Earthquake Early Warnings Launched in Washington

The ShakeAlert system, similar to existing early warning systems in Mexico and Japan, began sending alerts in California in 2019 and in Oregon in March 2021. With the addition of Washington state, the system will now issue warnings to millions more people at risk from the largest possible earthquake in the lower 48 states — a rupture of the offshore Cascadia Subduction Zone, a 700-mile fault that runs from California’s Cape Mendocino to the tip of Canada’s Vancouver Island (discovered in part through UW research). The alerts will also warn of potentially damaging earthquakes that are more likely to occur sooner, on one of two dozen crustal faults in the Puget Sound region alone, or deeper slips on the underlying ocean plate.

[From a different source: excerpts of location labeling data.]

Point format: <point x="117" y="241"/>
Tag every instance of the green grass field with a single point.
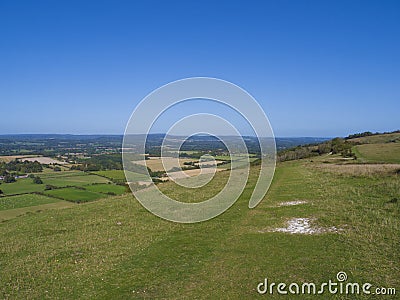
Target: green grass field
<point x="75" y="180"/>
<point x="19" y="201"/>
<point x="385" y="153"/>
<point x="106" y="188"/>
<point x="119" y="175"/>
<point x="21" y="186"/>
<point x="114" y="249"/>
<point x="74" y="194"/>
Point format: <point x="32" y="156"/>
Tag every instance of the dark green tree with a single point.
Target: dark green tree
<point x="37" y="180"/>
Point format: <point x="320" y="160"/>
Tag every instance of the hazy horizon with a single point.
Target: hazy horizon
<point x="311" y="65"/>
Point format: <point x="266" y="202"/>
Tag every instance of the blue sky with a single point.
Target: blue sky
<point x="318" y="68"/>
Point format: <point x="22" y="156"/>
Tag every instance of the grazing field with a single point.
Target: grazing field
<point x="119" y="175"/>
<point x="106" y="189"/>
<point x="74" y="194"/>
<point x="43" y="160"/>
<point x="18" y="212"/>
<point x="21" y="186"/>
<point x="156" y="164"/>
<point x="386" y="153"/>
<point x="114" y="248"/>
<point x="75" y="180"/>
<point x="12" y="202"/>
<point x="8" y="158"/>
<point x="377" y="139"/>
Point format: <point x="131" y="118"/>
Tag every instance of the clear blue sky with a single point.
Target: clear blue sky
<point x="318" y="68"/>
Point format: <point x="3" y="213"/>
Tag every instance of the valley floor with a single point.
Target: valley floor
<point x="113" y="248"/>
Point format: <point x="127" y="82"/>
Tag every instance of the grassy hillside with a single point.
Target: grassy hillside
<point x="114" y="248"/>
<point x="383" y="152"/>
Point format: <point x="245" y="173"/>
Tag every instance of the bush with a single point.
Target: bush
<point x="37" y="180"/>
<point x="9" y="178"/>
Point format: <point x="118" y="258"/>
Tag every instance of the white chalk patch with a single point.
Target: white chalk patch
<point x="302" y="226"/>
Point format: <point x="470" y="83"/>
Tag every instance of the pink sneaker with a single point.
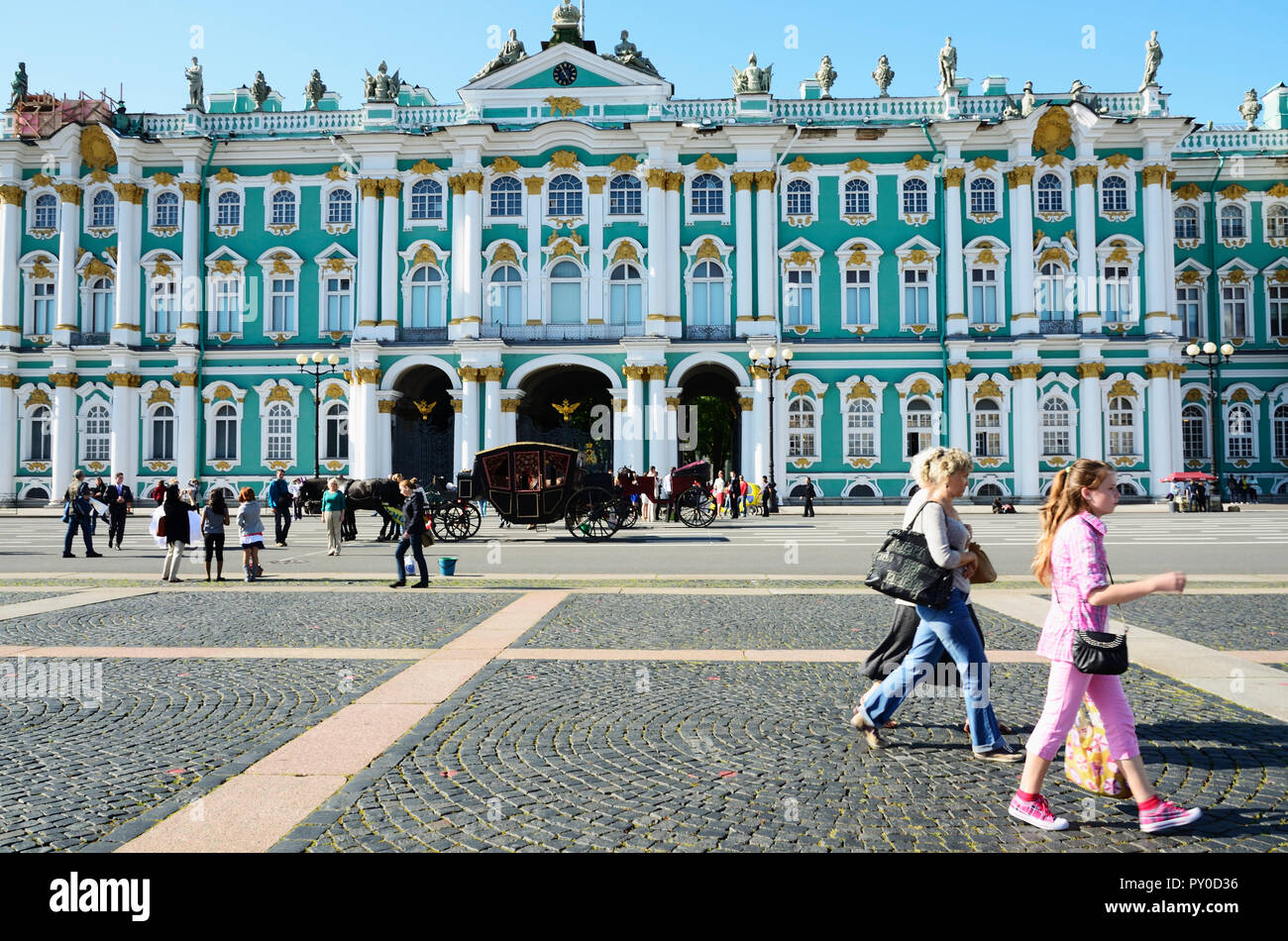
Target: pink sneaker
<point x="1037" y="812"/>
<point x="1167" y="815"/>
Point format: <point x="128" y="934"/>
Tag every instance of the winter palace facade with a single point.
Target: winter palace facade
<point x="1019" y="275"/>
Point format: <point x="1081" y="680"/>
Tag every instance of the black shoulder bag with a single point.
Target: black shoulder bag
<point x="905" y="570"/>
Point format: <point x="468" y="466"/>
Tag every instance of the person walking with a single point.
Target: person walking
<point x="279" y="499"/>
<point x="176" y="536"/>
<point x="77" y="514"/>
<point x="214" y="518"/>
<point x="250" y="532"/>
<point x="413" y="528"/>
<point x="947" y="473"/>
<point x="120" y="503"/>
<point x="1070" y="560"/>
<point x="333" y="514"/>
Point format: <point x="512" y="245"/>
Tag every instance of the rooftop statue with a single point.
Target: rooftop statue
<point x="510" y="52"/>
<point x="883" y="76"/>
<point x="947" y="67"/>
<point x="1153" y="55"/>
<point x="196" y="86"/>
<point x="752" y="80"/>
<point x="825" y="76"/>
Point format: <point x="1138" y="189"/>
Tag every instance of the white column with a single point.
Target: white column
<point x="595" y="258"/>
<point x="1085" y="211"/>
<point x="389" y="258"/>
<point x="954" y="319"/>
<point x="1020" y="183"/>
<point x="11" y="241"/>
<point x="129" y="220"/>
<point x="192" y="299"/>
<point x="369" y="259"/>
<point x="1157" y="249"/>
<point x="657" y="259"/>
<point x="767" y="261"/>
<point x="742" y="254"/>
<point x="533" y="207"/>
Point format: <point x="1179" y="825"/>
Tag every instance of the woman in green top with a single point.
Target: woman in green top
<point x="333" y="512"/>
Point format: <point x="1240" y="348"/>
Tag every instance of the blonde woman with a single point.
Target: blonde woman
<point x="945" y="473"/>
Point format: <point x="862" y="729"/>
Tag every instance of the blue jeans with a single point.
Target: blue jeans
<point x="947" y="628"/>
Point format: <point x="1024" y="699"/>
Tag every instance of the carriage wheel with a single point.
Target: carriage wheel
<point x="696" y="508"/>
<point x="592" y="514"/>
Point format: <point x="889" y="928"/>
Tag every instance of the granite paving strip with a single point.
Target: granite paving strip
<point x="1239" y="680"/>
<point x="259" y="807"/>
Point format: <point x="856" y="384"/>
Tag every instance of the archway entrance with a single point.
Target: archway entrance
<point x="423" y="425"/>
<point x="713" y="419"/>
<point x="570" y="406"/>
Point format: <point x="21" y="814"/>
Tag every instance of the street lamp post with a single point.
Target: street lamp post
<point x="771" y="360"/>
<point x="317" y="372"/>
<point x="1210" y="356"/>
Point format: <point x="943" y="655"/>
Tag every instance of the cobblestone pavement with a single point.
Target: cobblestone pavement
<point x="728" y="622"/>
<point x="1222" y="622"/>
<point x="732" y="756"/>
<point x="263" y="619"/>
<point x="75" y="777"/>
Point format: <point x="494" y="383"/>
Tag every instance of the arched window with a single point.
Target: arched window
<point x="1055" y="428"/>
<point x="1122" y="426"/>
<point x="162" y="434"/>
<point x="1239" y="433"/>
<point x="914" y="197"/>
<point x="103" y="211"/>
<point x="46" y="215"/>
<point x="426" y="297"/>
<point x="226" y="433"/>
<point x="988" y="429"/>
<point x="336" y="432"/>
<point x="626" y="293"/>
<point x="802" y="437"/>
<point x="565" y="196"/>
<point x="1232" y="223"/>
<point x="1194" y="433"/>
<point x="861" y="429"/>
<point x="800" y="198"/>
<point x="506" y="196"/>
<point x="706" y="194"/>
<point x="228" y="209"/>
<point x="505" y="296"/>
<point x="95" y="442"/>
<point x="39" y="442"/>
<point x="983" y="196"/>
<point x="1276" y="222"/>
<point x="625" y="196"/>
<point x="858" y="198"/>
<point x="1186" y="222"/>
<point x="566" y="292"/>
<point x="1113" y="194"/>
<point x="102" y="303"/>
<point x="339" y="207"/>
<point x="708" y="306"/>
<point x="281" y="433"/>
<point x="915" y="428"/>
<point x="426" y="200"/>
<point x="283" y="207"/>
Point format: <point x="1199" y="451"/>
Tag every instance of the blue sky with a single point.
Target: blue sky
<point x="1212" y="52"/>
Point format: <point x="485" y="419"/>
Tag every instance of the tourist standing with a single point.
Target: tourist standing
<point x="176" y="536"/>
<point x="214" y="518"/>
<point x="1072" y="562"/>
<point x="333" y="514"/>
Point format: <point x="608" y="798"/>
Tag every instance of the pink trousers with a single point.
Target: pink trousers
<point x="1065" y="688"/>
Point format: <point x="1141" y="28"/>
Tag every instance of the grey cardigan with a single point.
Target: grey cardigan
<point x="945" y="537"/>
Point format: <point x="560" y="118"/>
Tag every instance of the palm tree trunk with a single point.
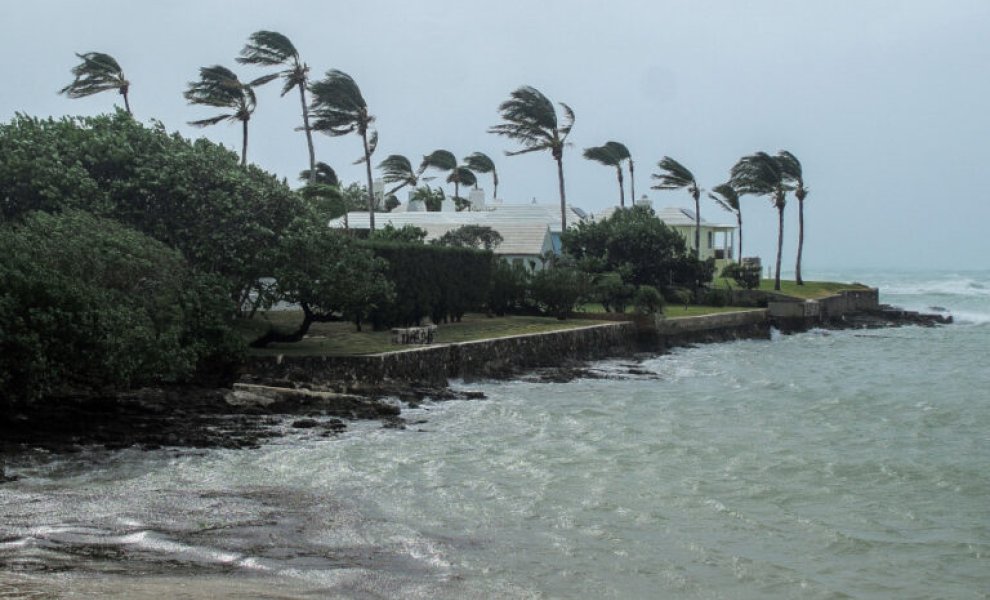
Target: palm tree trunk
<point x="371" y="185"/>
<point x="563" y="196"/>
<point x="697" y="225"/>
<point x="739" y="220"/>
<point x="780" y="245"/>
<point x="244" y="143"/>
<point x="622" y="191"/>
<point x="632" y="185"/>
<point x="309" y="135"/>
<point x="797" y="272"/>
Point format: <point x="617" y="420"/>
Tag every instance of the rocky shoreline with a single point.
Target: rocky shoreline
<point x="258" y="409"/>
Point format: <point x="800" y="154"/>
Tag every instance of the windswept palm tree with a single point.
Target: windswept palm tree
<point x="98" y="72"/>
<point x="479" y="162"/>
<point x="322" y="174"/>
<point x="792" y="173"/>
<point x="531" y="120"/>
<point x="606" y="155"/>
<point x="272" y="49"/>
<point x="762" y="175"/>
<point x="674" y="176"/>
<point x="461" y="175"/>
<point x="623" y="153"/>
<point x="396" y="168"/>
<point x="728" y="198"/>
<point x="339" y="109"/>
<point x="218" y="86"/>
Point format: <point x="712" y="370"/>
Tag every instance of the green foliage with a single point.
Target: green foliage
<point x="89" y="304"/>
<point x="638" y="245"/>
<point x="647" y="300"/>
<point x="747" y="276"/>
<point x="193" y="196"/>
<point x="613" y="293"/>
<point x="509" y="289"/>
<point x="436" y="281"/>
<point x="558" y="289"/>
<point x="409" y="234"/>
<point x="471" y="236"/>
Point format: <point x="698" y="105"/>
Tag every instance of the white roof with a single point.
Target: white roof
<point x="546" y="214"/>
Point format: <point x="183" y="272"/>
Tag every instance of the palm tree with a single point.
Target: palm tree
<point x="461" y="175"/>
<point x="674" y="176"/>
<point x="97" y="73"/>
<point x="218" y="86"/>
<point x="763" y="175"/>
<point x="531" y="120"/>
<point x="396" y="168"/>
<point x="272" y="49"/>
<point x="792" y="173"/>
<point x="606" y="155"/>
<point x="322" y="174"/>
<point x="622" y="152"/>
<point x="728" y="198"/>
<point x="340" y="109"/>
<point x="480" y="162"/>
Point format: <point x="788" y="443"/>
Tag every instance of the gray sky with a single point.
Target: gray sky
<point x="885" y="102"/>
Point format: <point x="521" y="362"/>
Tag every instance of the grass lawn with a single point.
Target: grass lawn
<point x="341" y="339"/>
<point x="810" y="289"/>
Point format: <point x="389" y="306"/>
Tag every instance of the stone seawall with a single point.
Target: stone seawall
<point x="434" y="365"/>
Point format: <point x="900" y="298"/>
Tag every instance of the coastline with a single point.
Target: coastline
<point x="278" y="393"/>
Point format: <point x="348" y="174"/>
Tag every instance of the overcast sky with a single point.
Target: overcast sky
<point x="884" y="102"/>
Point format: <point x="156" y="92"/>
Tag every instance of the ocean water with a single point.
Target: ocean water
<point x="828" y="464"/>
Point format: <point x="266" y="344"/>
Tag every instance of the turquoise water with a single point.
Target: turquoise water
<point x="851" y="464"/>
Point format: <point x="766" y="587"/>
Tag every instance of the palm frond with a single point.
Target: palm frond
<point x="441" y="160"/>
<point x="603" y="155"/>
<point x="98" y="72"/>
<point x="673" y="175"/>
<point x="338" y="106"/>
<point x="726" y="197"/>
<point x="268" y="48"/>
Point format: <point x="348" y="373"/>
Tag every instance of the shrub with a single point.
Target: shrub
<point x="747" y="276"/>
<point x="647" y="300"/>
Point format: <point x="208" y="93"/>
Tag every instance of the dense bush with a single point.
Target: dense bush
<point x="509" y="289"/>
<point x="557" y="290"/>
<point x="440" y="282"/>
<point x="193" y="196"/>
<point x="89" y="304"/>
<point x="747" y="276"/>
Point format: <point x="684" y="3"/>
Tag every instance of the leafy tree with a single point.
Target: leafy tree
<point x="479" y="162"/>
<point x="529" y="118"/>
<point x="272" y="49"/>
<point x="409" y="234"/>
<point x="728" y="198"/>
<point x="607" y="156"/>
<point x="638" y="245"/>
<point x="88" y="304"/>
<point x="330" y="277"/>
<point x="219" y="87"/>
<point x="673" y="175"/>
<point x="763" y="175"/>
<point x="792" y="173"/>
<point x="340" y="109"/>
<point x="471" y="236"/>
<point x="98" y="72"/>
<point x="192" y="196"/>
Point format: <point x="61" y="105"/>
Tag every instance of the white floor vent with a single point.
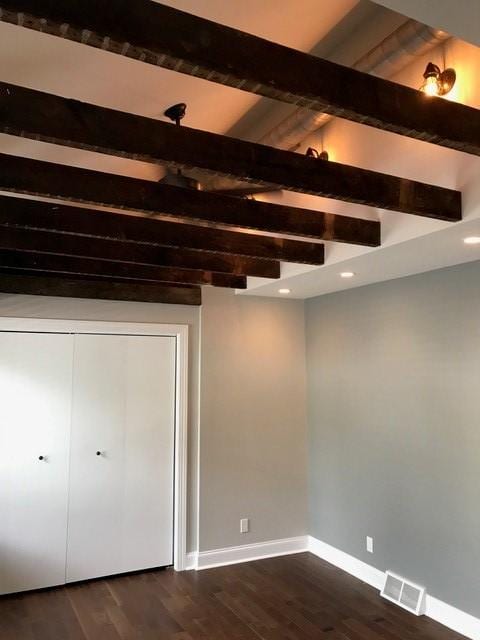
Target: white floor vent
<point x="404" y="593"/>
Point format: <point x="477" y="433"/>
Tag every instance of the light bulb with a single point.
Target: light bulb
<point x="430" y="86"/>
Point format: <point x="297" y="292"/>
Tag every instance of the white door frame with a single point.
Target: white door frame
<point x="180" y="333"/>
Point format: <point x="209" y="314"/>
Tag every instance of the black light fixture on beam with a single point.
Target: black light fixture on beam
<point x="176" y="113"/>
<point x="311" y="152"/>
<point x="436" y="82"/>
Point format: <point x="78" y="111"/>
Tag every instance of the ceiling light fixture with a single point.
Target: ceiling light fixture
<point x="313" y="153"/>
<point x="436" y="82"/>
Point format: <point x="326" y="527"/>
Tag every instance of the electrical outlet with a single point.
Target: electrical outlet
<point x="244" y="525"/>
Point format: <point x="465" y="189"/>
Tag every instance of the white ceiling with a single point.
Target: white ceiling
<point x="341" y="30"/>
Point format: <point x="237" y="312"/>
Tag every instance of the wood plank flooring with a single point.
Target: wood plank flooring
<point x="298" y="597"/>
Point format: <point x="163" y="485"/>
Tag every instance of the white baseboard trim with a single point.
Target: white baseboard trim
<point x="248" y="552"/>
<point x="191" y="561"/>
<point x="354" y="566"/>
<point x="445" y="614"/>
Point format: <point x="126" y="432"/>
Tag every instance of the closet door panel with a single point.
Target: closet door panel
<point x="35" y="395"/>
<point x="121" y="477"/>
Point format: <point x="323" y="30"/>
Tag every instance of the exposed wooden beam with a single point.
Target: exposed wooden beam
<point x="79" y="267"/>
<point x="96" y="187"/>
<point x="98" y="289"/>
<point x="42" y="116"/>
<point x="18" y="239"/>
<point x="29" y="214"/>
<point x="169" y="38"/>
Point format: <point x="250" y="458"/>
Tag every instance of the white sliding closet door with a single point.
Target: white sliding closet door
<point x="122" y="455"/>
<point x="35" y="393"/>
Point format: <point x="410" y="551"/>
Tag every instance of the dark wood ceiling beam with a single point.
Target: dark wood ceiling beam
<point x="46" y="216"/>
<point x="18" y="239"/>
<point x="44" y="285"/>
<point x="172" y="39"/>
<point x="74" y="184"/>
<point x="80" y="267"/>
<point x="42" y="116"/>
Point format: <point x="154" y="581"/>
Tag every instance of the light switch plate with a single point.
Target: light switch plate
<point x="244" y="525"/>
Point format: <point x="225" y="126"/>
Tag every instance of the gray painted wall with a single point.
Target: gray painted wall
<point x="253" y="424"/>
<point x="253" y="397"/>
<point x="394" y="429"/>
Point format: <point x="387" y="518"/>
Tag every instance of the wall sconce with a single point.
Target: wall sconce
<point x="313" y="153"/>
<point x="437" y="83"/>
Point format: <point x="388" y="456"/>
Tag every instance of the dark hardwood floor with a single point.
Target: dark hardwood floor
<point x="295" y="597"/>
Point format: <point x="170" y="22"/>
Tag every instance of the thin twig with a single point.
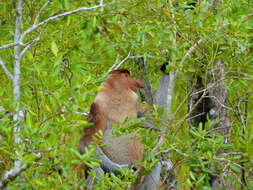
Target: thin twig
<point x="124" y="60"/>
<point x="5" y="69"/>
<point x="18" y="168"/>
<point x="222" y="105"/>
<point x="115" y="63"/>
<point x="56" y="17"/>
<point x="11" y="45"/>
<point x="188" y="54"/>
<point x="244" y="19"/>
<point x="38" y="15"/>
<point x="29" y="44"/>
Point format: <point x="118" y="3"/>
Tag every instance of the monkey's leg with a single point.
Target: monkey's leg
<point x="107" y="165"/>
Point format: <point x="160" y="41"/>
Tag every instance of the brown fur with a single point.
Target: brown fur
<point x="116" y="101"/>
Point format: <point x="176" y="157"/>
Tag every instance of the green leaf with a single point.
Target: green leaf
<point x="54" y="48"/>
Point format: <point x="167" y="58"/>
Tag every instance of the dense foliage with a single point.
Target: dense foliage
<point x="62" y="72"/>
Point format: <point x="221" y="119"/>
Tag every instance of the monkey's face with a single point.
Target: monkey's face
<point x="122" y="77"/>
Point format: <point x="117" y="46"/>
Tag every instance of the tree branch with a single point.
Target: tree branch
<point x="5" y="69"/>
<point x="244" y="19"/>
<point x="11" y="45"/>
<point x="34" y="27"/>
<point x="18" y="168"/>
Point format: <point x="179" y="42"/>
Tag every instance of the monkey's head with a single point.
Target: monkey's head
<point x="122" y="78"/>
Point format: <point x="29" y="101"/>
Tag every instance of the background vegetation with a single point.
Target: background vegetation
<point x="61" y="74"/>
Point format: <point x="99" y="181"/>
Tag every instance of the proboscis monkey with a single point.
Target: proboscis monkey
<point x="116" y="101"/>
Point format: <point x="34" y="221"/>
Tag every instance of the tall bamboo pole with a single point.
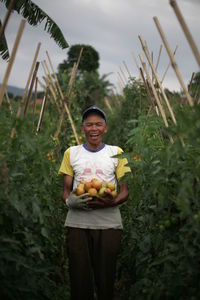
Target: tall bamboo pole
<point x="66" y="109"/>
<point x="50" y="77"/>
<point x="5" y="21"/>
<point x="124" y="76"/>
<point x="31" y="88"/>
<point x="11" y="61"/>
<point x="121" y="79"/>
<point x="127" y="69"/>
<point x="35" y="95"/>
<point x="147" y="89"/>
<point x="136" y="63"/>
<point x="42" y="111"/>
<point x="28" y="80"/>
<point x="9" y="103"/>
<point x="145" y="49"/>
<point x="158" y="59"/>
<point x="55" y="77"/>
<point x="154" y="91"/>
<point x="186" y="30"/>
<point x="174" y="65"/>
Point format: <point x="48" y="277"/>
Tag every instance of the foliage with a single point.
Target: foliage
<point x="160" y="257"/>
<point x="32" y="256"/>
<point x="35" y="15"/>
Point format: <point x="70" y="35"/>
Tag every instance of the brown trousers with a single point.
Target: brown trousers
<point x="92" y="262"/>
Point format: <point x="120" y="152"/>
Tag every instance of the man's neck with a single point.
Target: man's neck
<point x="94" y="147"/>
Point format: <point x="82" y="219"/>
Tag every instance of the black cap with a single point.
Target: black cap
<point x="93" y="109"/>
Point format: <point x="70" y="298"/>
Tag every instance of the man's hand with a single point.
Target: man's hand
<point x="102" y="202"/>
<point x="78" y="202"/>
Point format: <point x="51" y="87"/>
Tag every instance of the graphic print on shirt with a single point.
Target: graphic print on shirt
<point x="91" y="170"/>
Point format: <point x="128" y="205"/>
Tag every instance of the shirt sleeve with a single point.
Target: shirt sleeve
<point x="121" y="168"/>
<point x="66" y="167"/>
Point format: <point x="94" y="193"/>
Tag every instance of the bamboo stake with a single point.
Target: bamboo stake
<point x="186" y="30"/>
<point x="154" y="91"/>
<point x="155" y="96"/>
<point x="145" y="49"/>
<point x="127" y="69"/>
<point x="11" y="61"/>
<point x="9" y="103"/>
<point x="31" y="88"/>
<point x="48" y="84"/>
<point x="120" y="86"/>
<point x="174" y="65"/>
<point x="35" y="94"/>
<point x="125" y="78"/>
<point x="115" y="97"/>
<point x="72" y="78"/>
<point x="42" y="111"/>
<point x="190" y="84"/>
<point x="28" y="81"/>
<point x="168" y="65"/>
<point x="108" y="104"/>
<point x="121" y="79"/>
<point x="5" y="22"/>
<point x="158" y="59"/>
<point x="147" y="88"/>
<point x="55" y="77"/>
<point x="134" y="58"/>
<point x="50" y="77"/>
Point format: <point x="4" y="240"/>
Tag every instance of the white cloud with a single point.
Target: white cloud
<point x="112" y="28"/>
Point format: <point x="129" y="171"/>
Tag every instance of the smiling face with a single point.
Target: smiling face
<point x="94" y="127"/>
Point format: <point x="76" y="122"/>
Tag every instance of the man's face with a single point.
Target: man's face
<point x="94" y="127"/>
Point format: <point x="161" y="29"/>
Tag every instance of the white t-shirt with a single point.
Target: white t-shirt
<point x="84" y="164"/>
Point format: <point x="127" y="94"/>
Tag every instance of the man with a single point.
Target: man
<point x="93" y="223"/>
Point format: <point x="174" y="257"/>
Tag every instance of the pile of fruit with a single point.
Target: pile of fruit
<point x="96" y="187"/>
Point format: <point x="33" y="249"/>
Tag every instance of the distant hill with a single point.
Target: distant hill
<point x="14" y="90"/>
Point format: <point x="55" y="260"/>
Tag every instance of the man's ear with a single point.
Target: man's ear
<point x="82" y="128"/>
<point x="106" y="129"/>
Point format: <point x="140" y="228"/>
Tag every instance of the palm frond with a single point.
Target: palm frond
<point x="35" y="15"/>
<point x="4" y="52"/>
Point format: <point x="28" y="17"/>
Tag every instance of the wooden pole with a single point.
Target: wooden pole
<point x="186" y="30"/>
<point x="135" y="60"/>
<point x="174" y="65"/>
<point x="48" y="84"/>
<point x="5" y="21"/>
<point x="156" y="96"/>
<point x="35" y="95"/>
<point x="28" y="81"/>
<point x="42" y="111"/>
<point x="108" y="104"/>
<point x="154" y="91"/>
<point x="11" y="61"/>
<point x="147" y="89"/>
<point x="9" y="103"/>
<point x="50" y="77"/>
<point x="121" y="79"/>
<point x="31" y="88"/>
<point x="168" y="66"/>
<point x="55" y="77"/>
<point x="127" y="69"/>
<point x="158" y="59"/>
<point x="60" y="122"/>
<point x="145" y="49"/>
<point x="124" y="76"/>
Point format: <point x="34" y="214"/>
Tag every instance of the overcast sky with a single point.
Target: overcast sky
<point x="112" y="28"/>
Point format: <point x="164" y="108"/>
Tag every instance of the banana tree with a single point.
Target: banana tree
<point x="34" y="16"/>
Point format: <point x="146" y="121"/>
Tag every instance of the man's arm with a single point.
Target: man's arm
<point x="67" y="186"/>
<point x="108" y="200"/>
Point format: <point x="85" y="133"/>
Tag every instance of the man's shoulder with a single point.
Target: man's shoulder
<point x="114" y="149"/>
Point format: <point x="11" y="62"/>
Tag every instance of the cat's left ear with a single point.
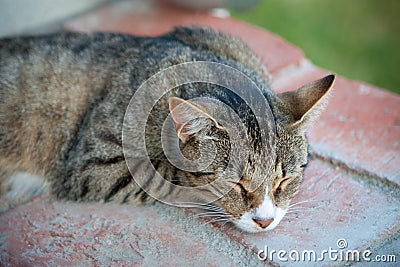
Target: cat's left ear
<point x="306" y="103"/>
<point x="189" y="118"/>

The system works by detecting the first signs of an earthquake before the slower-moving but more damaging ground-shaking waves arrive.

The PNSN began testing the ShakeAlert system with select Washington and Oregon businesses, utilities and organizations in 2015. Besides the individual alerts on phones, the system will be available for organizations or businesses to incorporate into their emergency plans — for instance, to close water valves, slow trains to prevent derailment, halt surgeries or pause sensitive equipment before the shaking starts.

“Business in the pilot program have used these alerts to close valves for water and natural gas, stop rotating equipment and alert employees. We have also partnered with Stanwood Elementary School, which has connected the system to its PA system so students can do earthquake drills that use ShakeAlert,” said PNSN communications manager Bill Steele, who has coordinated the regional test users.

Scientists at the PNSN are continuing to improve the system. About 65% of the planned seismic stations in the network are complete in Washington state. PNSN field teams will install more seismometers through late 2025 in places like the Olympic Peninsula and Eastern Washington.

“The network is successfully detecting earthquakes now, but that doesn’t mean we can’t make it even better. We’re continuing to install seismometers and improve algorithms to make the alerts faster and more reliable, to give people more warning time and lower the chance of any missed events or false alarms,” Tobin said.

Initial development of the earthquake alert system by three West Coast universities, including the UW, began a decade ago and was funded by the Gordon and Betty Moore Foundation. The buildout of the system was funded by Congress, with major grants administered by the USGS in 2015 and 2019, and completed by federal and state agencies working with a consortium of four West Coast universities: the UW; the University of Oregon; the University of California, Berkeley; and the California Institute of Technology.

The Washington system also got state funding in the 2020-21 budget. Private support for Washington’s system has also come from the M.J. Murdock Charitable Trust, Amazon, Puget Sound Energy and individual donors.